Did you know that more than 50 million Americans are affected by allergies? From hay fever to food intolerances to eczema, allergies can attack from all sides. They are the sixth leading cause of chronic illness in the country, and every day hundreds of people are newly diagnosed through allergy testing.
If you suspect that you have an allergy, and your physician prescribes testing, it is vital to know whether you are covered through your Medicare benefits plan. Here is what you need to know about your Medicare coverage.
6 most common types of allergies:
- Stinging insect allergies
- Latex allergy
- Medication allergies
- Food allergies
- Skin allergies
- Nasal allergies
To understand a person’s symptoms, a person’s doctor will ask questions about their medical history, and may also do a physical examination. Other tests may check how well a person’s lungs function and the doctor may ask for an X-ray.
Under Medicare Part B medical insurance, Medicare recipients will have coverage for clinical diagnostic laboratory tests if their doctor has prescribed them to diagnose or rule out a suspected allergic disease. Some examples of the allergy testing procedures are:
- Percutaneous (skin) procedures test your reaction to substances such as inhalants (pollen, or animal dander for example), food, insect stings, certain drugs, or other agents. In percutaneous procedures, the skin is marked with a graph. Then, the skin is pricked or scratched, and the different suspected allergens are applied and recorded.
- Blood testing procedures for allergens measure the antibodies in the blood that are released when your body comes in contact with specific allergens.
- Food challenge testing is covered by Medicare when the testing is done on an outpatient basis. For this type of testing, patients consume increasing amounts of the suspected food until there is either a reaction, or the doctor can rule out an allergy.
Not all allergy testing procedures are paid for by Medicare, so it is important to know which test types are covered. You should consult your physician before testing to ensure that your Medicare benefits plan will pay for your specific procedure.
After your deductible is met, you generally pay 20% of the Medicare-approved amount for doctor services, outpatient therapy, and durable medical equipment (DME). You may also owe a copayment for certain outpatient services. Following are the details of costs for certain Part B services. The standard Part B premium in 2021 is $148.50, but may alter based on the person’s annual income.
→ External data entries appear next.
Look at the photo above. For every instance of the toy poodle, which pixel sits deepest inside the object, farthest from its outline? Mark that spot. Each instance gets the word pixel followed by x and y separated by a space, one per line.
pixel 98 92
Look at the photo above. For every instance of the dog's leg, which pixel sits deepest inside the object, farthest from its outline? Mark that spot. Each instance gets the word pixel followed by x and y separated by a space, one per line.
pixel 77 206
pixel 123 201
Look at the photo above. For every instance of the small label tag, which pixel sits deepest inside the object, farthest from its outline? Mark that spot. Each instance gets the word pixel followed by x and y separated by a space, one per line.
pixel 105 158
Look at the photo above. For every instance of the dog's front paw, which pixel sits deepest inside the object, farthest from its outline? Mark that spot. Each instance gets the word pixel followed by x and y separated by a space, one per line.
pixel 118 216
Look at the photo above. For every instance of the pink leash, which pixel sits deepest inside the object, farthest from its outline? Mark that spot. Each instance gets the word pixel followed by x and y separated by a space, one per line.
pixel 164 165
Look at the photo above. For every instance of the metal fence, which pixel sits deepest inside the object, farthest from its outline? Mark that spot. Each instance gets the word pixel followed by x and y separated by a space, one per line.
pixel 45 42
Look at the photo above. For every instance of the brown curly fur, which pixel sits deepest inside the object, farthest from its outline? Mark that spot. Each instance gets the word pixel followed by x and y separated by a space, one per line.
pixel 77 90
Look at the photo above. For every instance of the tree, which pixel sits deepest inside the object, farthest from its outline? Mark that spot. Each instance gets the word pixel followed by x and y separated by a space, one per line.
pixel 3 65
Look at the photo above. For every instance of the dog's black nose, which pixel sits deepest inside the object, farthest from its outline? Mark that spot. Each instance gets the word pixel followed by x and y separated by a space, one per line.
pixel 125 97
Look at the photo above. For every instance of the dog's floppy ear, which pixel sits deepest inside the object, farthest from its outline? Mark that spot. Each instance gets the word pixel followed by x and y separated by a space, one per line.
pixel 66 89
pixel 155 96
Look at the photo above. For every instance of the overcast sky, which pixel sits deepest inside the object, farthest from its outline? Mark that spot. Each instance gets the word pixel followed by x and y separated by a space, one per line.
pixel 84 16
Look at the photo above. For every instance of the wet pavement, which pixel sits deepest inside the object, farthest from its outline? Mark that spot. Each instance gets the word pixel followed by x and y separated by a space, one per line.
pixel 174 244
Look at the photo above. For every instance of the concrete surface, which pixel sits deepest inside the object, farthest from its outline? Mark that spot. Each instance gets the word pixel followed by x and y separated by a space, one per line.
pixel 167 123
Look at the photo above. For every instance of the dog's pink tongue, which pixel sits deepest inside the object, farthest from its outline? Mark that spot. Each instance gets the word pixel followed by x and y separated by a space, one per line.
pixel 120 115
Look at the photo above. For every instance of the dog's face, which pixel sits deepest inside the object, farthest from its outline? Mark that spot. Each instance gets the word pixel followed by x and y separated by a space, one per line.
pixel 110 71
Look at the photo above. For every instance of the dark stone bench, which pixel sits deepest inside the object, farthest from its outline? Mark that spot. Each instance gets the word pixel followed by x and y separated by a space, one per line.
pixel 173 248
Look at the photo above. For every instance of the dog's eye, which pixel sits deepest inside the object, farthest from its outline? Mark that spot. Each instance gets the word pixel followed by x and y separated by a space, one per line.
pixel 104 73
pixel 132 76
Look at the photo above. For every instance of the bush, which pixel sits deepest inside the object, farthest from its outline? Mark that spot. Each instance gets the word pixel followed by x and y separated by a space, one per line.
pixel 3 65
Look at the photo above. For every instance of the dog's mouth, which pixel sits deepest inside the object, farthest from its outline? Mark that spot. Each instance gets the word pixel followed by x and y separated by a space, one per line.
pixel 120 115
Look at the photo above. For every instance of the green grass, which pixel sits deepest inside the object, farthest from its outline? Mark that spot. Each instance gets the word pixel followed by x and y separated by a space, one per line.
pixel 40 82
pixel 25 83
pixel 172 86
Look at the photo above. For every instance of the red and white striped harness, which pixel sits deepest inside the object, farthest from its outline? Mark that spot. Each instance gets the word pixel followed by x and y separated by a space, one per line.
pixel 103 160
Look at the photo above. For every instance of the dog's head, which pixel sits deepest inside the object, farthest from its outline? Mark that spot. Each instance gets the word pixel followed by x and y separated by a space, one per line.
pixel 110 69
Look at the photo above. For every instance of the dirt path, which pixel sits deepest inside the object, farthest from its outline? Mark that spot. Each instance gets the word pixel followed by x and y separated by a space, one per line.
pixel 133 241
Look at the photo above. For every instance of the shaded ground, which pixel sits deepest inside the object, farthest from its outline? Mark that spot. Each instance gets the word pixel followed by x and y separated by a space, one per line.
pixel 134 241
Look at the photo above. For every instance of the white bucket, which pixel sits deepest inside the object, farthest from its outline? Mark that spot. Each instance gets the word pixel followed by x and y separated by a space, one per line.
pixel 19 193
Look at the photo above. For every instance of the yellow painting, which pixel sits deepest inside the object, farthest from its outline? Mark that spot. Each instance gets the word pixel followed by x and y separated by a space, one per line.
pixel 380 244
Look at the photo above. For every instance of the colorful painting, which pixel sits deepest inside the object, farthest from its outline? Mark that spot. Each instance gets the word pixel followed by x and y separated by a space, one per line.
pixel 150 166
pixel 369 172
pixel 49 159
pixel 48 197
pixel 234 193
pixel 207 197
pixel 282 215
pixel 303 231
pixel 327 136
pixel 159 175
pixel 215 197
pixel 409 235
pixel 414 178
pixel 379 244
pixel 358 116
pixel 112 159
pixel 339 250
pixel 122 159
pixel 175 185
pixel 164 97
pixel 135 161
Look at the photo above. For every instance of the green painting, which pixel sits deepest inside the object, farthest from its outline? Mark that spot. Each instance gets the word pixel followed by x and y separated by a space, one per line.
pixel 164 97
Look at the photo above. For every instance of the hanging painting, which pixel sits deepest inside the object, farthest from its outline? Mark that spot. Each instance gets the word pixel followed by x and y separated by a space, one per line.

Part B deductible and coinsurance is $203. Part C and D premiums may vary among different plans.
A person can ask their doctor for the test costs, and if the recommended test is covered by Medicare. In addition, if a person has coverage through Medicare Advantage or Part D, then the plan premiums, deductibles, coinsurance, and copays will affect cost. A person can use this online tool to check the costs of various plans.
Allergy treatments may include allergy shots, medicine, and avoiding the substance that causes the allergic reaction. A person’s doctor may also suggest a plan to manage or prevent a recurrence of the allergies.
Other recommendations may include:
- taking medicines as prescribed
- keeping a diary to keep track of possible allergens
- getting a prescription for an epinephrine auto-injector, to be prepared for a severe allergic reaction
- wearing a medical alert bracelet
Note: If a person’s allergy symptoms are considered mild, they may be treated with over-the-counter medicine.
According to the American Academy of Allergy, Asthma,& Immunology, allergies such as allergic rhinitis (hay fever), allergic conjunctivitis (eye allergy) and urticaria (hives) are common problems for seniors and often require the use of antihistamines.
Antihistamines are divided into two classes that can cause different side effects:
- First generation antihistamines, while very effective at controlling symptoms, are often associated with symptoms in older adults such as anxiety, confusion, sedation, blurred vision, reduced mental alertness, urinary retention and constipation. These side effects are even more common if you are being treated with certain antidepressant medications.
- The second and third generation antihistamines do not cross the blood-brain barrier as readily and, therefore, cause fewer side effects. If you have allergies that require an antihistamine, discuss with your physician the use of second generation antihistamines in place of a first generation antihistamine. Physician and allergist prescribed antihistamines currently in use are generally second or third generation drugs that have an extremely favorable safety profile for users.